Your browser doesn’t support HTML5 audio
En medio de los festejos que se vivieron en Caleta Olivia tras la clasificación del conjunto albiceleste a la final, el reconocido periodista Carlos “Napo” Acosta compartió la intensidad con la que atravesó el encuentro. “Decime que estoy vivo”, le dijo a una periodista de La Opinión Austral, en medio de la celebración que reunió a más de un centenar de vecinos en el centro local.
“Estaba en el diario. Pensé que me moría. Para mí, el hecho de haber estado en Malvinas hace que tenga el sentimiento de que no podíamos perder. No por los jugadores, sino por la nacionalidad a la que representan. Más aún cuando pidieron que no llevaran la bandera de las Islas Malvinas”, expresó.
El periodista seguía el partido desde la redacción de El Patagónico y reconoció que lo vivió con una carga emocional difícil de describir. “La verdad es que te dan ganas de llorar. Es indescriptible, esto es histórico”, afirmó. Incluso confesó que, durante el encuentro, apeló al recuerdo de Diego Armando Maradona. “Hasta al Diego le pedí: ‘Diego, ayudanos por favor’. Y nos ayudó”, dijo entre risas y emoción.
Nacido en Comodoro Rivadavia, en 1954, Carlos “Napo” Acosta continúa viviendo en la ciudad chubutense. Desde hace años desarrolla su actividad periodística en la región y de lunes a viernes se encuentra en Caleta Olivia por cuestiones laborales. A lo largo de su trayectoria también realizó coberturas en la Antártida, donde estuvo en la Base Marambio.
Sin embargo, una de las experiencias que marcó para siempre su carrera y su vida fue su paso por las Islas Malvinas, donde permaneció desde el 3 al 4 de abril de 1982.

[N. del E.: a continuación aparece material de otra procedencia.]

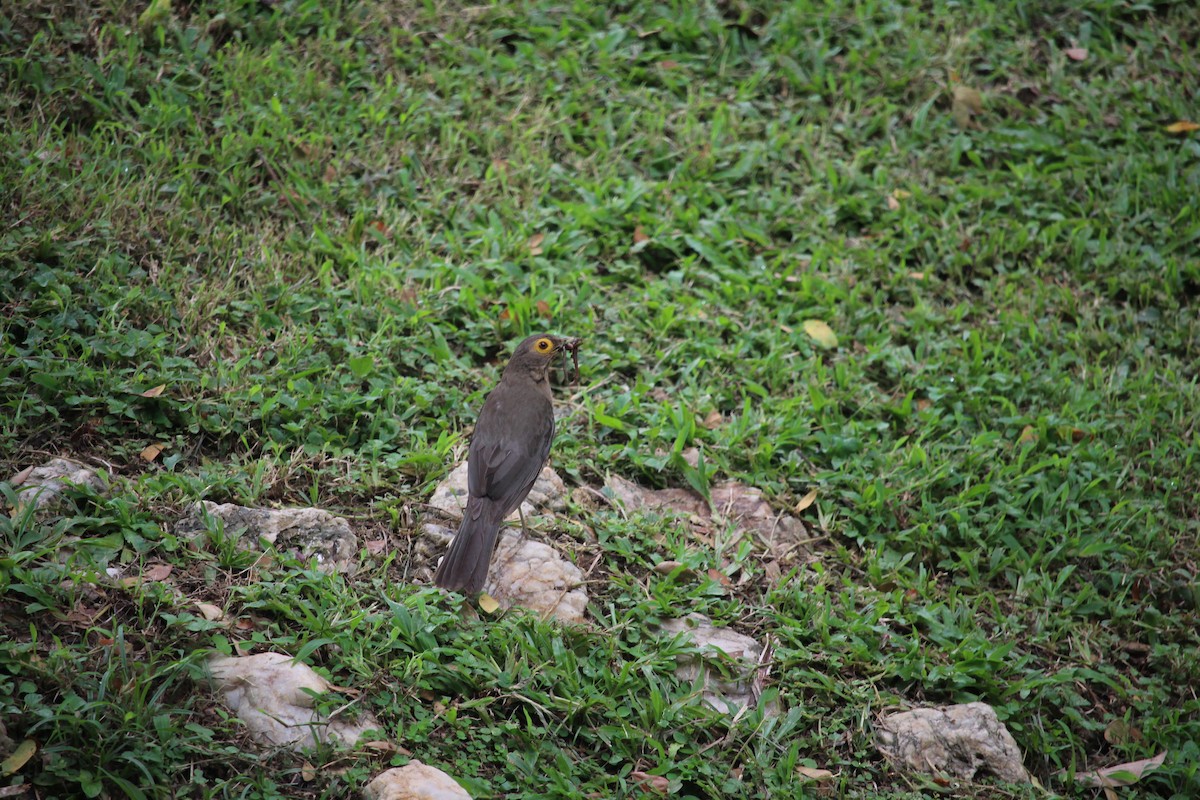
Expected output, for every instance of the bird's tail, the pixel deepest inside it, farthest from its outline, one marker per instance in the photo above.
(465, 565)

A los 28 años, Acosta fue enviado como corresponsal a las Islas Malvinas. En aquel entonces trabajaba para El Patagónico y también era corresponsal de Noticias Argentinas. Desde las islas fue testigo directo del conflicto y de una realidad muy distinta a la que difundían numerosos medios de comunicación durante aquellos días.
“Me peleé con Galtieri. Nos cerraron El Patagónico durante varios días porque no mentíamos. Había periodistas que decían que íbamos ganando la guerra, mientras nosotros contábamos lo que realmente estaba pasando”, recordó.
Durante su cobertura también debió enfrentar situaciones de tensión tanto con algunos habitantes de las islas como con integrantes de las Fuerzas Armadas. “Me enojé con los kelpers que me tiraban las motos encima, y con los militares que no querían que les sacara fotos”, señaló.
Sin embargo, lo que permanece más vivo en su memoria son las imágenes del conflicto. “Vi el horror de la gente que murió. Muchos eran jovencitos que no tenían preparación”, contó.
Por eso, cuando el árbitro marcó el final del partido y Argentina selló su clasificación a la final tras derrotar a Inglaterra, las emociones volvieron a aflorar. “Hoy lloro por otra cosa”, confesó.
El triunfo de Argentina ante Inglaterra reavivó muchas emociones y le dio un significado especial a una noche que quedará grabada para siempre en la memoria de todo el país.